The Christian Democrats and the Liberals cleared the threshold with a good margin in the European Championship. In the SCB's party sympathy survey for the Riksdag, both are far below.
The differences should not come as a surprise, according to the political scientist Henrik Ekengren Oscarsson.
Voters in the European Championship dare to spread their votes a bit more.
This is an early May measurement of national opinion and it looks quite normal, says Henrik Ekengren Oscarsson, election researcher and professor of political science at the University of Gothenburg about SCB's measurement.
The Christian Democrats get 2.8 per cent and the Liberals get 3.2 per cent. They are not alone in seeing large discrepancies from the European Championship results.
The Green Party is backing even more in relation to the European Championship, while the Social Democrats and the Sweden Democrats receive significantly higher support in SCB's measurement.

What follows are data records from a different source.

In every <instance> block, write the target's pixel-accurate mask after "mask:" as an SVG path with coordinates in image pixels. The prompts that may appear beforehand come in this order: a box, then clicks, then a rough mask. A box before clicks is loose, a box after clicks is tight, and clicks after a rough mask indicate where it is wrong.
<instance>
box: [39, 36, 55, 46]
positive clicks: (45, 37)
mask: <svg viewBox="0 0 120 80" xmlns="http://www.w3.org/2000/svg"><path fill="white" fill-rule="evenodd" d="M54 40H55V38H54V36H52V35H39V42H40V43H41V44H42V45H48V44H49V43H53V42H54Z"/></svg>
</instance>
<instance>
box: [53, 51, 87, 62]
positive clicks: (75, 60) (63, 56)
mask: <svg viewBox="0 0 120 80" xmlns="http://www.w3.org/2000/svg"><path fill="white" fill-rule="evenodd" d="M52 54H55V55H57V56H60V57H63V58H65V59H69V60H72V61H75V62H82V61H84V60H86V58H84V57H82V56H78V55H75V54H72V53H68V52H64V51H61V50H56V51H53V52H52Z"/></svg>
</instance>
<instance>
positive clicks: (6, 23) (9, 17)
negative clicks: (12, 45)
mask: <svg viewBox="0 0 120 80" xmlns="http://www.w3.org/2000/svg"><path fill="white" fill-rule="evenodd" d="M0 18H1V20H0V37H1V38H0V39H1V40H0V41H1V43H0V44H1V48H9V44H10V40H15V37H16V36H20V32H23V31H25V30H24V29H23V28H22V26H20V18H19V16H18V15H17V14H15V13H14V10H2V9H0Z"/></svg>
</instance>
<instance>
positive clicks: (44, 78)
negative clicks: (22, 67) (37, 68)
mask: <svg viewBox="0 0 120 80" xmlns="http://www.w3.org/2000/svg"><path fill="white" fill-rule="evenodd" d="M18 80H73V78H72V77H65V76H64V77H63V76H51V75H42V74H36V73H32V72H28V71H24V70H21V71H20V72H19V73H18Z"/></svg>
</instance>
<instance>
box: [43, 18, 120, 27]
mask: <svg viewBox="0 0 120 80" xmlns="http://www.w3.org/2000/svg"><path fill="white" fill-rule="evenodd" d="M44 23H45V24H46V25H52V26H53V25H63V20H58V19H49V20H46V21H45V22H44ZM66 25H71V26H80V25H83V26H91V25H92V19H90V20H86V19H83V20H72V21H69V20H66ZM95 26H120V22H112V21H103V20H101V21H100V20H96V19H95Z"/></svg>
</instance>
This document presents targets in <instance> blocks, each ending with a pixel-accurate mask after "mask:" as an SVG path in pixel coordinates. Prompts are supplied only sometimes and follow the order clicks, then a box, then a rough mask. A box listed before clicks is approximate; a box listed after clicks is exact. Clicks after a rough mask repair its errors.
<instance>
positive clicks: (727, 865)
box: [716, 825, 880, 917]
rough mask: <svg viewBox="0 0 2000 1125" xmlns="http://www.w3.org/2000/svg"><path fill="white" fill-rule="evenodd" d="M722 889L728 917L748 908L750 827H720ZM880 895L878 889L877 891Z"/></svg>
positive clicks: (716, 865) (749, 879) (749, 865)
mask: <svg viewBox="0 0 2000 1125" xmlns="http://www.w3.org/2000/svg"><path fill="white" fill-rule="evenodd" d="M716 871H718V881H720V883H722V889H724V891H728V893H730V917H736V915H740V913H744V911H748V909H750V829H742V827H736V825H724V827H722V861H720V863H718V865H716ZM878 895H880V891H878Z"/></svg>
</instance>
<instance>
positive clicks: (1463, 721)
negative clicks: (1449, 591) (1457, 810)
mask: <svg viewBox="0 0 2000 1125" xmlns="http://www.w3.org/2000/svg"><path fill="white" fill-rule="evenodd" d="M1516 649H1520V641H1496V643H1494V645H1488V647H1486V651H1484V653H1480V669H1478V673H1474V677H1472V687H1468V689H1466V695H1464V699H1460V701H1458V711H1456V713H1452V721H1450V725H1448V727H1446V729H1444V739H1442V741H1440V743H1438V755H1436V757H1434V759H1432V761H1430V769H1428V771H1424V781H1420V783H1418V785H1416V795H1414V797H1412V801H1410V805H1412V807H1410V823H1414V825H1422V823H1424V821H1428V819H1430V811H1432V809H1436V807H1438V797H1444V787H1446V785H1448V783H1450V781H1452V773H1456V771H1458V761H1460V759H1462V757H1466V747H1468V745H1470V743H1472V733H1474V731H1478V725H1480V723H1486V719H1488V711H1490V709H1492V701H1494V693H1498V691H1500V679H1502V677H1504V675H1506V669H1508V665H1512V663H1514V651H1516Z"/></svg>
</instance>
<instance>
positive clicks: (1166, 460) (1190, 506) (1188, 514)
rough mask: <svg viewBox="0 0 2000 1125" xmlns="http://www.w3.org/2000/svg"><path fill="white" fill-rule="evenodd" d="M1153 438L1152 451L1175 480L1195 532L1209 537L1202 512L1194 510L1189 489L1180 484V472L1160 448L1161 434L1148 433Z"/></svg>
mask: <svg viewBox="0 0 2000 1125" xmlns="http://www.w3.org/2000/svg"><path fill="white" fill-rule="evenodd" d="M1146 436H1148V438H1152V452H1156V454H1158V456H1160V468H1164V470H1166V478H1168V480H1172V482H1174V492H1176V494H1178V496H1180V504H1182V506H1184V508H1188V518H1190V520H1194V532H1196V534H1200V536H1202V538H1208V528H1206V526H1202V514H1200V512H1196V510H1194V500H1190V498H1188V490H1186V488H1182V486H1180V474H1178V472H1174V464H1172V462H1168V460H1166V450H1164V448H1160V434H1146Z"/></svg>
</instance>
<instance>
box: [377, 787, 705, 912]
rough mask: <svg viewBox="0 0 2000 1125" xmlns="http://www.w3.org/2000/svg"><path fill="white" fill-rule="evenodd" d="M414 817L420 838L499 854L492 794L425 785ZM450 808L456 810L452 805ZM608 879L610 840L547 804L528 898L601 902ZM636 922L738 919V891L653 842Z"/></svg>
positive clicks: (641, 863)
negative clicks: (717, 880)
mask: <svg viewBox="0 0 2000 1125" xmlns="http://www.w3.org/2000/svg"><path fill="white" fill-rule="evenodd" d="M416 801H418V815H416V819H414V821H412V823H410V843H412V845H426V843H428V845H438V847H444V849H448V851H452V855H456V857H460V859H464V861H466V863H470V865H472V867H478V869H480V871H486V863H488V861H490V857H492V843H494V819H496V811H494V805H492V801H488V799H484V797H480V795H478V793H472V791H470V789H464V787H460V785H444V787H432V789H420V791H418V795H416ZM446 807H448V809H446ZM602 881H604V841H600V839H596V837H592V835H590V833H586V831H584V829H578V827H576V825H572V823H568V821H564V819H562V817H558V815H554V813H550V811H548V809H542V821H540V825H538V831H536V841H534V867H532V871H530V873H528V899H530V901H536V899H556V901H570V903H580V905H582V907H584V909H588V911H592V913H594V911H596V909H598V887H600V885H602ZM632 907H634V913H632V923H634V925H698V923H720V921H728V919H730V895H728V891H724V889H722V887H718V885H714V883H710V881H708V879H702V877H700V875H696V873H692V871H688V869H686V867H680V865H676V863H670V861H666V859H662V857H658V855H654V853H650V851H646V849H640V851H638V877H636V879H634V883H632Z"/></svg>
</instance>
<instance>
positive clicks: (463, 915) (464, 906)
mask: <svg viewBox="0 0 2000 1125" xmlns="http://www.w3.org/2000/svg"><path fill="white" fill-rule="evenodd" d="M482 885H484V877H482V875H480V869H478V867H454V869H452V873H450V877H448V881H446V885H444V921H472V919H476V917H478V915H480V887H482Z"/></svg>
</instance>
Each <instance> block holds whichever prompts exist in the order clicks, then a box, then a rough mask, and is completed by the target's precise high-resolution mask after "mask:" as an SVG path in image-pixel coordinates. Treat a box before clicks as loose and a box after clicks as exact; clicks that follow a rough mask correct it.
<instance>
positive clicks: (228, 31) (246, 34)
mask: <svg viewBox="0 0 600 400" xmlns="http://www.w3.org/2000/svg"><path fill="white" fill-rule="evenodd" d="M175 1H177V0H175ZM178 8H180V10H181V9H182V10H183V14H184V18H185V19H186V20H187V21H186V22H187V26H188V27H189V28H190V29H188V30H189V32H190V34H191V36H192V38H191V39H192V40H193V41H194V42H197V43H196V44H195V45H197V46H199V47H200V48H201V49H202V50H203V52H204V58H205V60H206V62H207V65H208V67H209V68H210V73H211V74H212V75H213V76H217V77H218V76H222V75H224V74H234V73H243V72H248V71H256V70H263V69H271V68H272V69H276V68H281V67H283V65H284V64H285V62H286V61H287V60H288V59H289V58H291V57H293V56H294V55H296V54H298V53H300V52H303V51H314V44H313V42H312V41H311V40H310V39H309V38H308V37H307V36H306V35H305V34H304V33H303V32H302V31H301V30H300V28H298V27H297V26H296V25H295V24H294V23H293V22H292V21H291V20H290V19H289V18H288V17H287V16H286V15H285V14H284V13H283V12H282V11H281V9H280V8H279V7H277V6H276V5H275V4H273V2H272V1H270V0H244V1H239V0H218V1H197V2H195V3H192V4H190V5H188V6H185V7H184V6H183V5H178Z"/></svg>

During the European Championship, the Social Democrats mainly courted the Green Party and the Left Party's very left-wing voters. Since then, the national preference is to go with the Social Democrats.
The difference for the Sweden Democrats is likely due to many voters staying at home during the European Championship, while the Christian Democrats can probably thank top candidate Alice Teodorescu Måwe for many of the votes to Brussels.
The exit poll shows that she was an important reason to vote for the Christian Democrats, says Ekengren Oscarsson.
As for the Liberals, the European Championship is almost their home turf, so it would be strange if they didn't make it.
That both are so far below the threshold in SCB's measurement shows, however, that they have clear problems nationally.
We have many very small parties in Sweden, where artificial respiration is needed for them to survive. One can wonder how sustainable it is to have it that way in the long run.
Christian Democrat leader Ebba Busch thinks she is sitting safely, despite the support of 2.8 per cent, the lowest since the party entered the Riksdag.
She is the Deputy Prime Minister, I don't think anything will happen unless she herself wants it to. She owns the issue entirely herself, I would say.